We cite below the story that this erethic boy wrote using the restricted storytelling method on the same topic given to the apathetic boy. In comparison with the short, content-lacking story of the first boy which we gave earlier, the colourful, adventurous story of the second boy appears particularly striking. For the sake of brevity, we deliver below only the first half of the story:
A boy went walking in the field and lost his way.

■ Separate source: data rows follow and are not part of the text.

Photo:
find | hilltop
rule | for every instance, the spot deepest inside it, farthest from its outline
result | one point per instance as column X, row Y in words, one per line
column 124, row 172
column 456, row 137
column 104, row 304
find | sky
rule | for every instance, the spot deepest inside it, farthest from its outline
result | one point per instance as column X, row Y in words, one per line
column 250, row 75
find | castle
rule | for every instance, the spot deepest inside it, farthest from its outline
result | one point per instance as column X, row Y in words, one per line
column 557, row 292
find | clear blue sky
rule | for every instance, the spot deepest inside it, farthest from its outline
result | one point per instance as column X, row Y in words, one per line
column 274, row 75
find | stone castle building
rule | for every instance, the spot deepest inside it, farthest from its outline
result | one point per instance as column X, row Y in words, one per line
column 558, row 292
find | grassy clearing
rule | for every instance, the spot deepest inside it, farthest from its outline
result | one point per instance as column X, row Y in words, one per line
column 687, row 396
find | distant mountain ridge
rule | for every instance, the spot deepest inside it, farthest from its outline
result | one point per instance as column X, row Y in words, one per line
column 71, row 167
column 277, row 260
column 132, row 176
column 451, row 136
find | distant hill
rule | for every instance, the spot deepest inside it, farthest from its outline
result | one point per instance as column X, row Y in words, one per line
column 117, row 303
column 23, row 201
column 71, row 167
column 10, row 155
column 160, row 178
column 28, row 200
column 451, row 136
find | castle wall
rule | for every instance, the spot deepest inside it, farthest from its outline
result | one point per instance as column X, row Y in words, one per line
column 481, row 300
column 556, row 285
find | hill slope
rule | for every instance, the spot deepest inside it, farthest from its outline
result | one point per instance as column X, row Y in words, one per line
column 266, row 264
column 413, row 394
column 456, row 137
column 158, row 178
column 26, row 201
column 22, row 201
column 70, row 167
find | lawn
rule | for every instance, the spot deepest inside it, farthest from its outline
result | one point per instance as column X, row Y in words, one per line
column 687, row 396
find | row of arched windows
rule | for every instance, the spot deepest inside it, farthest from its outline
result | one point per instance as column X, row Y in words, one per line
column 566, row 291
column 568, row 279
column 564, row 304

After coming home from school, the boy left his house in the city of Tiberias and directed his steps towards Lake Kineret, as he was accustomed to spend the majority of his time there. He strolled along the shore of the lake and a determination arose in him to finally pay a visit to his schoolmate who lived in a mountain village. He thought he would need a few hours to make his way there and back again and so did not think it necessary to take provisions of food or drink with him on his journey or to inform his parents of his intention. The path that led to the village was narrow and tortuous like all the paths around there, and as the boy came to a fork in the road he forgot his friend’s directions and, instead of turning right, he turned left and continued down the new path. After half an hour, he began to fear that he had gone the wrong way, yet he could not turn around as it was close to evening and he wanted to reach an inhabited area. He could not remain in the mountains overnight. He quickened his steps and saw with fright that the light on the mountains was heralding the approach of night. An hour passed and he knew not which way to turn and as the tears began to glisten in his eyes, he suddenly saw a few lights moving at the foot of the mountain. He summoned his remaining strength and arrived, breathless, at an encampment of Bedouins who had pitched their tents there. The Bedouins gazed on him in astonishment and had no idea what to do with him. At first they wanted to leave him to fend for himself somewhere in the mountains but then they decided out of compassion to take him with them and to then hand him over in an area where Jews lived to someone who would take him in. The Bedouins gave him food and camel milk to drink and pointed him towards a few sheepskins for sleeping. Jakob drifted off to sleep amidst thoughts of his hasty deed and the sorrow of his parents and their fear when they saw he had not come home. The next morning, he was awoken by the bites of mosquitoes and pesky flies and as he saw the walls of the tent over his head …
(The story ends with the Bedouins taking the boy, after several adventures, to the banks of the Jordan where they hand him over to fishers who bring him back to his parents’ house.)
According to Schneersohn’s report, both of these children were successfully rehabilitated, to the joy of Schneersohn, their teachers and their parents. No mention is made of the children’s own views on the matter.
Charlotte Simmonds is an autistic Wellington writer, translator and PhD student (at least till the end of this year), studying the history of European research into autistic syndromes and autism-like conditions. She reads in several languages for 8-16 hours a day but only speaks in English.
- Fischel Schneersohn (b. ca. 1885-88, d. 1958) is a German transliteration. A non-exhaustive list of possible spellings can be found here: http://id.loc.gov/authorities/names/nr94015893.html
- Shneerson’s report is “Die Lesesucht bei Kindern”, published in three parts in the Swiss journal Zeitschrift für Kinderpsychiatrie. 1952. Volume 19 (issues 4-6), pages 150-163, 190-198, 205-210.